Presiden Federasi Sepakbola Italia (FIGC) Giovanni Malago menyebut situasi ini sebagai konflik total antara dua badan sepakbola terbesar di dunia.
FIFA berencana menjual saham Piala Dunia dan turnamen besar lainnya kepada investor privat. Rencana ini menuai penolakan keras dari UEFA karena dinilai akan membuat Piala Dunia semakin komersial.
Kekhawatiran lain muncul terkait jadwal pertandingan yang bisa semakin padat. Hal ini dinilai mengancam kesejahteraan pemain yang sudah dibebani jadwal padat dalam satu musim.
Malago mengungkapkan bahwa UEFA telah mengonsolidasikan para anggotanya.

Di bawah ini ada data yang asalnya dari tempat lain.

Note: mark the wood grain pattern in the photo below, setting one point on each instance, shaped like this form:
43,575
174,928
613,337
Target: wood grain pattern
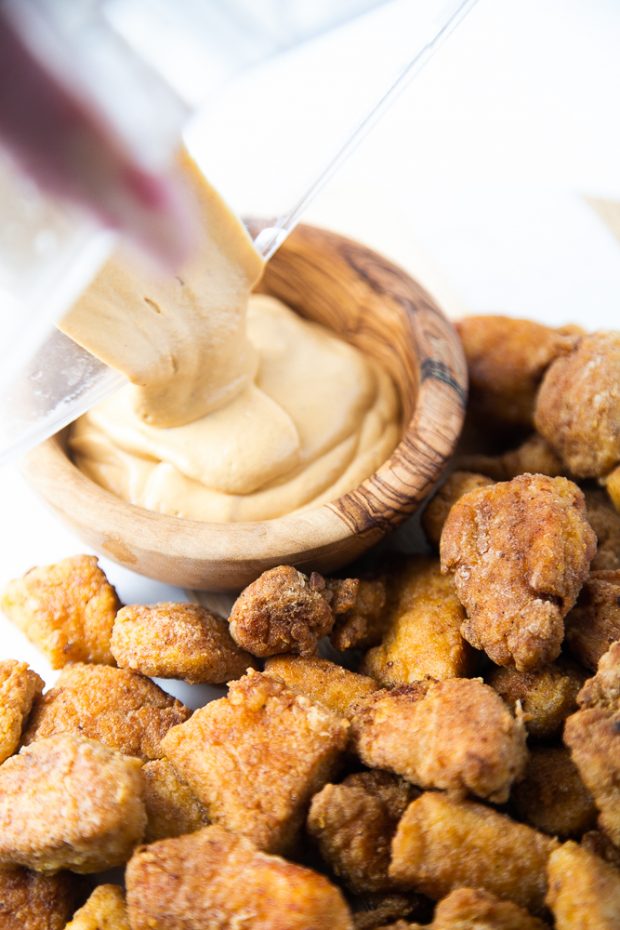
371,303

Sekretaris Jenderal UEFA bahkan mengundang liga-liga top Eropa seperti Spanyol, Prancis, Jerman, dan Inggris dalam panggilan video untuk membahas masalah ini.
"Itu menunjukkan seberapa besar UEFA menganggap kami," kata Malago. Ia juga menerima dokumen terkait proyek FIFA yang dinilainya tidak biasa.
Presiden UEFA Aleksander Ceferin dengan tegas menolak rencana tersebut dalam panggilan video. Pertemuan dengan seluruh federasi Eropa akan digelar dalam waktu dekat.
"Tidak ada keraguan bahwa situasi UEFA dan FIFA ini konflik total.
Kami sudah tahu memang begitu, tapi ini menciptakan batasan yang tidak bisa diatasi antara dua dunia tersebut," tegas Malago.